音楽の歴史を振り返ると、猫は驚くほど多くの楽曲に登場しています。ジャズの即興、ロカビリーの反骨、J-POPの切なさ。猫はジャンルを横断して、ミュージシャンたちのインスピレーション源であり続けてきました。
この記事では、洋楽・邦楽・クラシック・ジャズを横断して、猫にまつわる名曲を20曲以上セレクトしました。ただ曲名に「猫」が入っているだけの寄せ集めではありません。なぜその曲が猫を選んだのか、猫がどんなメタファーとして機能しているのかまで掘り下げます。
ロック・ポップスの猫たち
ロックにおける猫は、自由、反骨、セクシーさの象徴です。犬が忠誠を表すとすれば、猫は「誰にも飼い慣らされない存在」として歌われてきました。
Stray Cats「Stray Cat Strut」(1981年)
猫ソングの永遠のアンセム。ブライアン・セッツァー率いるストレイ・キャッツが1981年にリリースしたこの曲は、ロカビリー・リバイバルの旗印となりました。歌詞の主人公は、路地裏を闊歩する野良猫。ゴミ箱を漁り、高級猫を見下ろし、自分の流儀で生きる。その姿は、80年代初頭のパンク〜ロカビリー・シーンの精神そのものでした。

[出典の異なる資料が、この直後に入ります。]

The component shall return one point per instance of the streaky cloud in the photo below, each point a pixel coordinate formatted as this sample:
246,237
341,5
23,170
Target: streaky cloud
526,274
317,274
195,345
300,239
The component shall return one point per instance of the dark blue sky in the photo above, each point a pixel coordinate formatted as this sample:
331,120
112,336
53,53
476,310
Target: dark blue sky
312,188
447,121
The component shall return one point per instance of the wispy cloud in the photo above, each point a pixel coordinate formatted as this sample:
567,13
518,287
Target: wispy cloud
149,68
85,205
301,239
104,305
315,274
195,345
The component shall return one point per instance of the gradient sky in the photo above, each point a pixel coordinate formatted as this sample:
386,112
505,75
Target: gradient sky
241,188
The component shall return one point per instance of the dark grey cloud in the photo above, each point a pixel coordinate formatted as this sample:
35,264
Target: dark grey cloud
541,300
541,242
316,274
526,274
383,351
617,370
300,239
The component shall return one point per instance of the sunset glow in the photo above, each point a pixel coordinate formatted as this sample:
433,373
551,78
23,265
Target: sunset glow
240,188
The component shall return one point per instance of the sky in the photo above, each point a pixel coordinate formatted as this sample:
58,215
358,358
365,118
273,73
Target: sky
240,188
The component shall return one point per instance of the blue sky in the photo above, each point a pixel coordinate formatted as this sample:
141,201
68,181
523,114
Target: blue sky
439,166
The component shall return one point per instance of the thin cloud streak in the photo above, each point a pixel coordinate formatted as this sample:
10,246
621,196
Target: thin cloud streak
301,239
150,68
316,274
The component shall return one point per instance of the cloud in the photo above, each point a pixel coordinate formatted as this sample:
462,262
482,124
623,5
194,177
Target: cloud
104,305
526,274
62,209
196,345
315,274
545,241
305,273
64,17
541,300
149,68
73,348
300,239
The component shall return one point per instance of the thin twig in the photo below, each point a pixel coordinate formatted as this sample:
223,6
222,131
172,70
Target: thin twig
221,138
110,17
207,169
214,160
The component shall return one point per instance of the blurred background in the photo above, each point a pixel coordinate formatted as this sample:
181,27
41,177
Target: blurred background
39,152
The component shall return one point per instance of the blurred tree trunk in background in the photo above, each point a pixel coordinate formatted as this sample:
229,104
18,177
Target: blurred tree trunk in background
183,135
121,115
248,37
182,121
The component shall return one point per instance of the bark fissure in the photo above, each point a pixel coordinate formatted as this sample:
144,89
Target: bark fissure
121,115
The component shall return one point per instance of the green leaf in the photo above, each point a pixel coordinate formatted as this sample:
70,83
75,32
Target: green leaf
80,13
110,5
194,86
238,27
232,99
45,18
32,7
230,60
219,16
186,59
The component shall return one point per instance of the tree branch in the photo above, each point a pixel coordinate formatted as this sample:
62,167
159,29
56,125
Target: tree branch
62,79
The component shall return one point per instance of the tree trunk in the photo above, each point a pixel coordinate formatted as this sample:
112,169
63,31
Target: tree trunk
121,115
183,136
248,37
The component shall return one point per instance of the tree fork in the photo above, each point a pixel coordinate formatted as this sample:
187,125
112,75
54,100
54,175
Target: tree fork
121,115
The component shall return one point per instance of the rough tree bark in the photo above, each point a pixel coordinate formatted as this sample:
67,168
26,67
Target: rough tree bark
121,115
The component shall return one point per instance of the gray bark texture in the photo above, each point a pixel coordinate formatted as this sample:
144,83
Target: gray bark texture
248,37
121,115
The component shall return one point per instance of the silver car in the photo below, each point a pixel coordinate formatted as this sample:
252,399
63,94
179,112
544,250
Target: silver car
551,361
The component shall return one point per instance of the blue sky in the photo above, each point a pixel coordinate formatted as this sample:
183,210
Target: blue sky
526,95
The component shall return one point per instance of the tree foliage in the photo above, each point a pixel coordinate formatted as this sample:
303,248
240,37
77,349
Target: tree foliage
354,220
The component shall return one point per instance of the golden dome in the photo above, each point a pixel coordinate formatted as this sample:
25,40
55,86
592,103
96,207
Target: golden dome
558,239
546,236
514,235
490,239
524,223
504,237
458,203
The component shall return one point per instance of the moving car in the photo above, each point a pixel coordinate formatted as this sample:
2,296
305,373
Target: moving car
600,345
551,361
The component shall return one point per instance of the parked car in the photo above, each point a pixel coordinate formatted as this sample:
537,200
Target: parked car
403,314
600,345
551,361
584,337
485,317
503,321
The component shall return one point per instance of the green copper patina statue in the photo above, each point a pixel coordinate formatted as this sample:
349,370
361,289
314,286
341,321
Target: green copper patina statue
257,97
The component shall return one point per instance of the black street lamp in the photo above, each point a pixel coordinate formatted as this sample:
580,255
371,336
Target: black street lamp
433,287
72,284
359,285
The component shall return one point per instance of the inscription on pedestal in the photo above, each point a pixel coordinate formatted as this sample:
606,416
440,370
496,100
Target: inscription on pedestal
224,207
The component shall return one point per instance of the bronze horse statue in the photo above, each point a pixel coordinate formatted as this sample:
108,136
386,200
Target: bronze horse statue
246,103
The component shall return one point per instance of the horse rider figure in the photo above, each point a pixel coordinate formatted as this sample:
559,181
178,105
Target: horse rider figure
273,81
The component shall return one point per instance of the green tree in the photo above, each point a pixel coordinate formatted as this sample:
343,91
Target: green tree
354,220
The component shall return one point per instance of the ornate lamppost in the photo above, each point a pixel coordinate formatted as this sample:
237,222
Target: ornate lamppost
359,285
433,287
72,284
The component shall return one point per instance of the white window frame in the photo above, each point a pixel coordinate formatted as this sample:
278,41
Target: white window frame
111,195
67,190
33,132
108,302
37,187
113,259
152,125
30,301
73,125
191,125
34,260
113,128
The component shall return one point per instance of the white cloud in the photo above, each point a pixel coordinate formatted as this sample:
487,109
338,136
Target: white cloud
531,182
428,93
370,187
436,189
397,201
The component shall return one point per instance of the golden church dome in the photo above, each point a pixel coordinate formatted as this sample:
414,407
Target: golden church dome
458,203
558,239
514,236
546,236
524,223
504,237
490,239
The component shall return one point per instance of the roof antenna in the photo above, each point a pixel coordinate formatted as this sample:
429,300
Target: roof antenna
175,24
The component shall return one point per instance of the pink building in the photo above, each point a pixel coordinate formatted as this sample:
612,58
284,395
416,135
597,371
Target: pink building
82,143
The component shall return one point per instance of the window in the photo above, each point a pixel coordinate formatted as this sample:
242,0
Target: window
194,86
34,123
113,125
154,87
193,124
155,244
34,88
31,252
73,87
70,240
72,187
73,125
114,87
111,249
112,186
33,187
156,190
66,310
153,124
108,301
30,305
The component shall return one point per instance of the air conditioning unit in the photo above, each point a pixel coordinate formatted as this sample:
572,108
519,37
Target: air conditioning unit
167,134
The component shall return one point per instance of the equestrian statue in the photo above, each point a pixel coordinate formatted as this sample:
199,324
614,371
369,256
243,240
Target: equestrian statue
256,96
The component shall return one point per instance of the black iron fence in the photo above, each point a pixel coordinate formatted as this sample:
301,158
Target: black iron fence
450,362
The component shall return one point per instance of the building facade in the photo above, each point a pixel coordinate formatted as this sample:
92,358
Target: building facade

注目すべきは、バンド名自体が「野良猫」であること。ストレイ・キャッツにとって猫は単なるモチーフではなく、バンドのアイデンティティそのものです。グレッチのギターとウッドベースが跳ねるサウンドは、まさに猫が塀の上を軽やかに歩くような軽快さがあります。
The Cure「The Lovecats」(1983年)
ゴシック・ロックの帝王ロバート・スミスが書いた、意外なほど軽やかなポップ・ナンバー。ジャズ風のウッドベースに乗せて「僕たちはラブキャッツ」と歌うこの曲は、恋人同士を猫に喩えたラブソングです。
The Cureの楽曲の中では異色の明るさですが、歌詞をよく読むと「ありのままの動物的な愛」への憧れが描かれています。猫の恋愛に理屈はない。だからこそ美しい。ロバート・スミスの猫観が凝縮された一曲です。
David Bowie「Cat People (Putting Out Fire)」(1982年)
映画『キャット・ピープル』のためにジョルジオ・モロダーと共作したこの曲は、ボウイのディスコグラフィーの中でも異質なダークさを持っています。「火を消して」と繰り返されるサビは、猫の変身譚に重ねた人間の内なる獣性への恐怖と誘惑を歌っています。1983年のアルバム『Let’s Dance』に再録されたバージョンは、ナイル・ロジャースのプロデュースでファンク色が加わり、また違った魅力があります。
The Beatles「Happiness Is a Warm Gun」の猫たち
直接的な猫ソングではありませんが、ジョン・レノンが大の猫好きだったことは有名です。レノンは「猫は世界で最もピュアな生き物のひとつ」と語っており、生涯にわたって複数の猫を飼っていました。ビートルズ解散後のソロ作品「Woman」のレコーディング中も、スタジオに猫がいたというエピソードが残っています。猫好きアーティストの系譜については、なぜクリエイターは猫を飼うのか。漱石、ヘミングウェイ、ピカソの猫もあわせてどうぞ。
J-POPの猫たち
日本のポップ・ミュージックにおける猫は、洋楽とはまったく違う文脈で歌われています。孤独、自由、切なさ、そして「帰ってこない人」のメタファー。日本の猫ソングは、どこか物悲しい。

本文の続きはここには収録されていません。